From Spectral Graph Convolutions to Large Scale Graph Convolutional
Networks
- URL: http://arxiv.org/abs/2207.05669v1
- Date: Tue, 12 Jul 2022 16:57:08 GMT
- Title: From Spectral Graph Convolutions to Large Scale Graph Convolutional
Networks
- Authors: Matteo Bunino
- Abstract summary: Graph Convolutional Networks (GCNs) have been shown to be a powerful concept that has been successfully applied to a large variety of tasks.
We study the theory that paved the way to the definition of GCN, including related parts of classical graph theory.
- Score: 0.0
- License: http://creativecommons.org/licenses/by-nc-nd/4.0/
- Abstract: Graph Convolutional Networks (GCNs) have been shown to be a powerful concept
that has been successfully applied to a large variety of tasks across many
domains over the past years. In this work we study the theory that paved the
way to the definition of GCN, including related parts of classical graph
theory. We also discuss and experimentally demonstrate key properties and
limitations of GCNs such as those caused by the statistical dependency of
samples, introduced by the edges of the graph, which causes the estimates of
the full gradient to be biased. Another limitation we discuss is the negative
impact of minibatch sampling on the model performance. As a consequence, during
parameter update, gradients are computed on the whole dataset, undermining
scalability to large graphs.

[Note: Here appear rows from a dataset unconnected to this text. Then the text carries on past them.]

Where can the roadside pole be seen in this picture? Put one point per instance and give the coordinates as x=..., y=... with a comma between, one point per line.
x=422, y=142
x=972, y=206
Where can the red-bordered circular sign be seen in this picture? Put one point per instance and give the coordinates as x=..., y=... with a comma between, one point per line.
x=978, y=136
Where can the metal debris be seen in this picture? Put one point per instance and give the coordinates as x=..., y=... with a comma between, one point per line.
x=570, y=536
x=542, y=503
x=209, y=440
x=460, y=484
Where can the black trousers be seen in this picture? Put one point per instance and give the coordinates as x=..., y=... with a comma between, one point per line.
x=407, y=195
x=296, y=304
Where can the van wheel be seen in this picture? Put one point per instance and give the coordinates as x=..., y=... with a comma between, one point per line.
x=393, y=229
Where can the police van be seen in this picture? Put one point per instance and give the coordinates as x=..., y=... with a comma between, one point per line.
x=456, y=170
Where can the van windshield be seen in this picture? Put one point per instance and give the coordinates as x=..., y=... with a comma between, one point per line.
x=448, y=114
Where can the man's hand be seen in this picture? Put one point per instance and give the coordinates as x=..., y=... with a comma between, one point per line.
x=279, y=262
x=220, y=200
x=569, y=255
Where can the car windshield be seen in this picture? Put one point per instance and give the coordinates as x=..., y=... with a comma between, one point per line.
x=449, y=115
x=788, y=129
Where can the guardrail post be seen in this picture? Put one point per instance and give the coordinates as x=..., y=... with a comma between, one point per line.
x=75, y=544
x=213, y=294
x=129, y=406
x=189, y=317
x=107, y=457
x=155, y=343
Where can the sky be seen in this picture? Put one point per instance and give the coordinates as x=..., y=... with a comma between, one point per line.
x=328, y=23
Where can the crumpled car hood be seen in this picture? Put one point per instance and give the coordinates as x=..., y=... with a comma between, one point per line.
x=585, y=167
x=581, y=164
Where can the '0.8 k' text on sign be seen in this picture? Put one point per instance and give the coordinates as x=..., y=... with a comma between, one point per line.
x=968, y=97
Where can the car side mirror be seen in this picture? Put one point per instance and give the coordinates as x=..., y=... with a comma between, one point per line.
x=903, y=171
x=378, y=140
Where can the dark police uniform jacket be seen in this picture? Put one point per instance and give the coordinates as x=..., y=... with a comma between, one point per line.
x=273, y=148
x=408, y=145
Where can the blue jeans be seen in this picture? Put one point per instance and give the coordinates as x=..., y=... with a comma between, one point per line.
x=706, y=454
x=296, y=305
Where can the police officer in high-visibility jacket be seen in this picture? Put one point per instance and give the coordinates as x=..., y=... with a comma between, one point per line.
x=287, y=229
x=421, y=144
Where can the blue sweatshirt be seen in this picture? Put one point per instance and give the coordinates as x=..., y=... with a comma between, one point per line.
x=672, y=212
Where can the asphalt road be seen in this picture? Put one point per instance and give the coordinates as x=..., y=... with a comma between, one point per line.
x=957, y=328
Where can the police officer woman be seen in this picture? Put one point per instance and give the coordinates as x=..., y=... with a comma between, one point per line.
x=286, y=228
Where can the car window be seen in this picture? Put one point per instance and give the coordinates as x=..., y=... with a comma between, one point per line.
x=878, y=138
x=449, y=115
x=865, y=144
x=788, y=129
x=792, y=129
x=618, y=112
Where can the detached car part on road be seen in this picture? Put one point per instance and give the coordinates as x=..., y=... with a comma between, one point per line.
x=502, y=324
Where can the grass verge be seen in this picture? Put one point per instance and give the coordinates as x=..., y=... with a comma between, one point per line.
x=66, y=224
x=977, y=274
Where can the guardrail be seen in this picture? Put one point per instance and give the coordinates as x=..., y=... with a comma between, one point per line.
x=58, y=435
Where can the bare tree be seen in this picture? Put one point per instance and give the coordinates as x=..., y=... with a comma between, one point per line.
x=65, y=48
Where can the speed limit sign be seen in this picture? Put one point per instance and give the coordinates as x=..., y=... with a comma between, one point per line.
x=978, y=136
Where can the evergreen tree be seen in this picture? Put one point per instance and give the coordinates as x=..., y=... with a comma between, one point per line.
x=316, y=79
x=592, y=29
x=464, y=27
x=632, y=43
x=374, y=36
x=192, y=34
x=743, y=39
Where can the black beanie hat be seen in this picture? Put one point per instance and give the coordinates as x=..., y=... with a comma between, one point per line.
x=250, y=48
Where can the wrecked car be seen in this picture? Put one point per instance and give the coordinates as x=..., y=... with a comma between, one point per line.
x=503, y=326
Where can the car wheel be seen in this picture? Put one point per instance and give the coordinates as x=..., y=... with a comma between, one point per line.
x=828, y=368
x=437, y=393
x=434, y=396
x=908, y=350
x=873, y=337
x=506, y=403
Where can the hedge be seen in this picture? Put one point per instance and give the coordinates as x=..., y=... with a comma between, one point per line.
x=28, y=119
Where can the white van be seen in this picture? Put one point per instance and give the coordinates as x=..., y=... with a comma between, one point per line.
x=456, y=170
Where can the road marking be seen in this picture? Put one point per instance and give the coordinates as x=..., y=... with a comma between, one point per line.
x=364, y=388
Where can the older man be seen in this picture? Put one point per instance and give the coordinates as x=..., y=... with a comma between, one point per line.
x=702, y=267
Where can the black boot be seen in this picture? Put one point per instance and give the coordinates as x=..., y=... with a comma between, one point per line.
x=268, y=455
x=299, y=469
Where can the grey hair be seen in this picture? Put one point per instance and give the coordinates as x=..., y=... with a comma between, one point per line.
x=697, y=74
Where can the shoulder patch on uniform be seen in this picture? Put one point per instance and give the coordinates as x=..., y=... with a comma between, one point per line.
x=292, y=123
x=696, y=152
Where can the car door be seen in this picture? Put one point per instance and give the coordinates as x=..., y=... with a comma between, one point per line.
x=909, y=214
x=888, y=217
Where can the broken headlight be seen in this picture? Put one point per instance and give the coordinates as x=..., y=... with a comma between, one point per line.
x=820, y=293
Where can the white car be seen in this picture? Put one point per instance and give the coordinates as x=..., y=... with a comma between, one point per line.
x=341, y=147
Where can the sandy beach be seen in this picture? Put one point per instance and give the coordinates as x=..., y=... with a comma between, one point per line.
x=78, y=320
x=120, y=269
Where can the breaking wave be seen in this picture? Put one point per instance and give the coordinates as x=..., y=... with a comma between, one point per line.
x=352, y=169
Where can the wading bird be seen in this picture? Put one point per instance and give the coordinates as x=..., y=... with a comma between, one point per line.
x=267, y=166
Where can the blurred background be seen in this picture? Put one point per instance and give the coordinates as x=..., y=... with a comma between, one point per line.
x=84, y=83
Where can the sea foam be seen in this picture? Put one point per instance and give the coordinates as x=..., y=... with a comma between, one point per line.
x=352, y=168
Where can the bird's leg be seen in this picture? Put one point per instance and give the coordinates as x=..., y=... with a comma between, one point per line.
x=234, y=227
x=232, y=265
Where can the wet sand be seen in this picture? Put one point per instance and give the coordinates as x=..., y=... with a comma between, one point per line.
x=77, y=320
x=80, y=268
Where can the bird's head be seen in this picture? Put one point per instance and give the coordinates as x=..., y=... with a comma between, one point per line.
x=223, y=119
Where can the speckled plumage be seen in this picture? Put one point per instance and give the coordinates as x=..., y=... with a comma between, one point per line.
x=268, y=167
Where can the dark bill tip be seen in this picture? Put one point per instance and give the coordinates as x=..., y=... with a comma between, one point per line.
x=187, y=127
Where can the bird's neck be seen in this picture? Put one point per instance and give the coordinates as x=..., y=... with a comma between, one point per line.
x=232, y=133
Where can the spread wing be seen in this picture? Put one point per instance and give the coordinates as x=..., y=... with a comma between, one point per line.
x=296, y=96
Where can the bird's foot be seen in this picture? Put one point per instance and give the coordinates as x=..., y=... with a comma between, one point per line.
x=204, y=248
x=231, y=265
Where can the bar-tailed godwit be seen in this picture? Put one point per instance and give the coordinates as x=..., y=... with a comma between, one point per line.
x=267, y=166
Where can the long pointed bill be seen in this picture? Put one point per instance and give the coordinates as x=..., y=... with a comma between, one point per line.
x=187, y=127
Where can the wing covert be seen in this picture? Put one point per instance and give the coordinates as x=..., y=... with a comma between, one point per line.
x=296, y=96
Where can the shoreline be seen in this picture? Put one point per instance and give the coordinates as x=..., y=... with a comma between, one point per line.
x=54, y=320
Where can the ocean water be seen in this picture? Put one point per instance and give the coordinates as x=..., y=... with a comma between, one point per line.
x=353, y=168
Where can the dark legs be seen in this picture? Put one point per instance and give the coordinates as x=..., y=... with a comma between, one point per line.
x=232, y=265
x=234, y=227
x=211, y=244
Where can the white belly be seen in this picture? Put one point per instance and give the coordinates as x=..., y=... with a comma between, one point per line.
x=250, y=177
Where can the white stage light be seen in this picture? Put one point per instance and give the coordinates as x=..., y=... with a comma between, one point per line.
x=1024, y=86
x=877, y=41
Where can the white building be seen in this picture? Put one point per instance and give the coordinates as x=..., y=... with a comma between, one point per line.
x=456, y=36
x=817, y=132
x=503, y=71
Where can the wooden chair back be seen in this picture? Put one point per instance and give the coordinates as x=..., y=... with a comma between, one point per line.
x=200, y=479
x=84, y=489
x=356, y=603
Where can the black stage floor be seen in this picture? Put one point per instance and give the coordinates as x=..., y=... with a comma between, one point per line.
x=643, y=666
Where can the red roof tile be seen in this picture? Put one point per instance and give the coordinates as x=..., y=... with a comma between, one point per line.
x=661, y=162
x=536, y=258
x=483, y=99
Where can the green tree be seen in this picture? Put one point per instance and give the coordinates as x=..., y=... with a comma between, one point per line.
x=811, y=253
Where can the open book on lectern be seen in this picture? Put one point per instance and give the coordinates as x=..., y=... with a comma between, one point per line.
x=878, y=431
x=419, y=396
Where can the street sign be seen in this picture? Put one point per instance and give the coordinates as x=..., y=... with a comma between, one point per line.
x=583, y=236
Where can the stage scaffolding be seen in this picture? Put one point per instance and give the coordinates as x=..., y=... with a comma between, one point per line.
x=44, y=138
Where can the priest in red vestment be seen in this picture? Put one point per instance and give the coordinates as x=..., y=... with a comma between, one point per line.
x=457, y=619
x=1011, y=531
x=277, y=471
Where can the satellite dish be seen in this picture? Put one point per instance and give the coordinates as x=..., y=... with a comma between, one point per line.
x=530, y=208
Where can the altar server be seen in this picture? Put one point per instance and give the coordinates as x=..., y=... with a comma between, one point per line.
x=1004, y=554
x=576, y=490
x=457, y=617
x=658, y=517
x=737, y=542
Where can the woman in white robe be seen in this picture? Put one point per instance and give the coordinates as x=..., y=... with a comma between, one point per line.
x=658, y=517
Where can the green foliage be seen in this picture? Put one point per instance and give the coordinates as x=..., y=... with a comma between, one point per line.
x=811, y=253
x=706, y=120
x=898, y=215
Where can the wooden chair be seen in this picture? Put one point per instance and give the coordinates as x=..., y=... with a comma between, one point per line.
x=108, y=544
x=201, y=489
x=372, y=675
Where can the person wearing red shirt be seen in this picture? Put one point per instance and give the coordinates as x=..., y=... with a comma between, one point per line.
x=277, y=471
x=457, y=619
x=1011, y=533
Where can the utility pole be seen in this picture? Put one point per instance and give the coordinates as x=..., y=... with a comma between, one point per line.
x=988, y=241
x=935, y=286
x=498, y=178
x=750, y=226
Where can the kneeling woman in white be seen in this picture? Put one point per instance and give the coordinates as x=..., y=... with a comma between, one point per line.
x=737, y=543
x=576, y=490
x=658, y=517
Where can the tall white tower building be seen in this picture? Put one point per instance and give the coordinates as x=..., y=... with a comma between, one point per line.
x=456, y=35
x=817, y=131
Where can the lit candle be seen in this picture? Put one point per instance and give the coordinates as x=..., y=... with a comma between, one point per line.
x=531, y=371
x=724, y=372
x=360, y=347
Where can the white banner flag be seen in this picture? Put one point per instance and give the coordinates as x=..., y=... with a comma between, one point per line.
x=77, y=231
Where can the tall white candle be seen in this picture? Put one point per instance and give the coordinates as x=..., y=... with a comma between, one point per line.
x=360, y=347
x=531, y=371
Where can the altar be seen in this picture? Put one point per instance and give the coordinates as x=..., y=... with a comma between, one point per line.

To account for this, we research alternative
methods which allow to safely learn good parameters while sampling only a
subset of data per iteration. We reproduce the results reported in the work of
Kipf et al. and propose an implementation inspired to SIGN, which is a
sampling-free minibatch method. Eventually we compare the two implementations
on a benchmark dataset, proving that they are comparable in terms of prediction
accuracy for the task of semi-supervised node classification.